# Starting a 1/24 '66 Shelby GT350 by Revell



## modelfan217 (Jul 14, 2012)

So I'm getting a Revell Monogram '66 Shelby GT350 by next month and I need a few pointers before I start the build. What paint should I get for the body, interior etc? and I would like to see some pics of a fully built and panted ones so I know more of what I am working with. I messed up on my last model and I want to get this one as good looking possible this time.


----------



## Alter-Autos (Mar 25, 2012)

You'll want to use a good quality paint. I prefer Tamiya acrylics these days, but for things like bodies and interiors, they _must_ be airbrushed. (They don't brush-paint very well, so if you're going to go that route, a Microbrush is essential for detail painting.) I've also had good luck with Testors enamels and Tamiya lacquers. Testors acrylics are okay; they're a little difficult to airbrush. Sprayed finishes, whether from an airbrush or a can, will always give the best results.

I don't have any pictures of a finished R-M GT350, but I believe that model is of the GT350H...most of those were black, and I believe all had gold stripes. As for the engine, you'll want to see if Testors makes a Ford Engine Blue. For colors other than black, take a look at MCW Automotive Finishes.

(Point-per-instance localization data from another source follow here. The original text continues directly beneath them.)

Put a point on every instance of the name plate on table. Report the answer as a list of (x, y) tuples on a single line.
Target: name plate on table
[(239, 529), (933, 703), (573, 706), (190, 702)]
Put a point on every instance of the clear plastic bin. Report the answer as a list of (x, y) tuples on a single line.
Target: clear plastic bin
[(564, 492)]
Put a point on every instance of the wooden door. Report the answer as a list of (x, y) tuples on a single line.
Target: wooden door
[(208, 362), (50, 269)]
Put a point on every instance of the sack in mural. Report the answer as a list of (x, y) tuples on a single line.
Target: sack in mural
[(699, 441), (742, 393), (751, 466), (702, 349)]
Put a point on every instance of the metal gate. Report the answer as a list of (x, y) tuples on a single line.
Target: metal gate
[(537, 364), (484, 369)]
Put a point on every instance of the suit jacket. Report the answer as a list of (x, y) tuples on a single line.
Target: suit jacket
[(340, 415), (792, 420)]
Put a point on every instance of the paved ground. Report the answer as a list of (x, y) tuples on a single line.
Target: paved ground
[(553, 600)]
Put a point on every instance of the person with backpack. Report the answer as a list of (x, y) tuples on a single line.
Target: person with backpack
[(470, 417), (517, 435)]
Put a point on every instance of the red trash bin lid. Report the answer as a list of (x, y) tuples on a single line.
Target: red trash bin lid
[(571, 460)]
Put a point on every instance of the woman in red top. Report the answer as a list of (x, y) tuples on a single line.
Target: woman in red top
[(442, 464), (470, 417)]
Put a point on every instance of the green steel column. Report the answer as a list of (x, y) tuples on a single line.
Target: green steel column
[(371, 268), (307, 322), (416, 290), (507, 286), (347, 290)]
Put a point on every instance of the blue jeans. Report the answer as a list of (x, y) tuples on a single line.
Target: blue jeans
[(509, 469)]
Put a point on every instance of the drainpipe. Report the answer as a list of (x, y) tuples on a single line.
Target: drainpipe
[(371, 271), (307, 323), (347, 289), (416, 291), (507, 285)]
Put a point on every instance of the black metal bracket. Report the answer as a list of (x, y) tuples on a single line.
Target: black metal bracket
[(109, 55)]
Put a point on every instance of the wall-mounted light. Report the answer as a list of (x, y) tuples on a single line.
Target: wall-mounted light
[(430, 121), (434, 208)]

There are many, many references out there for stock Mustangs. If you're building a resto-mod, though, build it your way. Good luck with this project!


----------



## Sstpilot72 (Jul 30, 2011)

*Hertz Mustangs*

The Hertz Mustangs did come in other colors than black. They also came in white, red, blue, and green. Be aware that the Revell gold striping sucks. I am currently building all five cars so I painted the bodies gold first. There is a guy in Canada who produces some very good GT350H decals. The Revell side stripes may have to be used due to the lettering. Yes, Tamiya black is the best if you can find it. Good luck


----------



## modelfan217 (Jul 14, 2012)

*Gt350*

It's actually the standard dealership GT350. Not the GT350H rental car version. I might actually get that one to. It's about the same price and I'm starting a collection of 1/24 scale ford & shelby mustangs. It shows it in red with white stripes but I'm going with a white body with blue stripes seinse it came with that option to and it looks awesome to me that way. I just got the kit yesterday and I've been going over what paints I need for the engine parts, interior, etc. Looks like the main color asside from aluminum, steel, copper, and ford/GM engine blue, is the semi gloss black for the interior and most drive train parts.


----------



## CJTORINO (Jan 20, 2003)

the 1/24 scale Monogram '66 Ford Mustang is a very nice kit.
here is a '66 GT 350 I built, however I had to use FredCadyInc. decals, because I wanted to replicate a 1:1 that was around my town
That car was a really nice blue, with white LeMans stripes:
























its been quite a while since I have built one, but there are a few quirks about that kit I remember, or will never forget.
One thing I know for sure is the chrome quality is questionable at best.
so be prepared to deal with that issue.
The chrome in this '66 kit was so poor, I stripped it off the parts and used 
flat black on the bumpers and the trim. The Halibrand wheels are from another kit:












good luck with your build.


----------



## modelfan217 (Jul 14, 2012)

Nice build! Ill be building my GT350 based on one I saw at a car show last year. It was white with blue stripes and coustom rear side window vent covers. Looks amazing. To me it looks like a paint job that's classic but still at the same time ahead of its time. I'm waiting on another bottle of semi gloss black for the parts after that I should have it finished by the end of August.


----------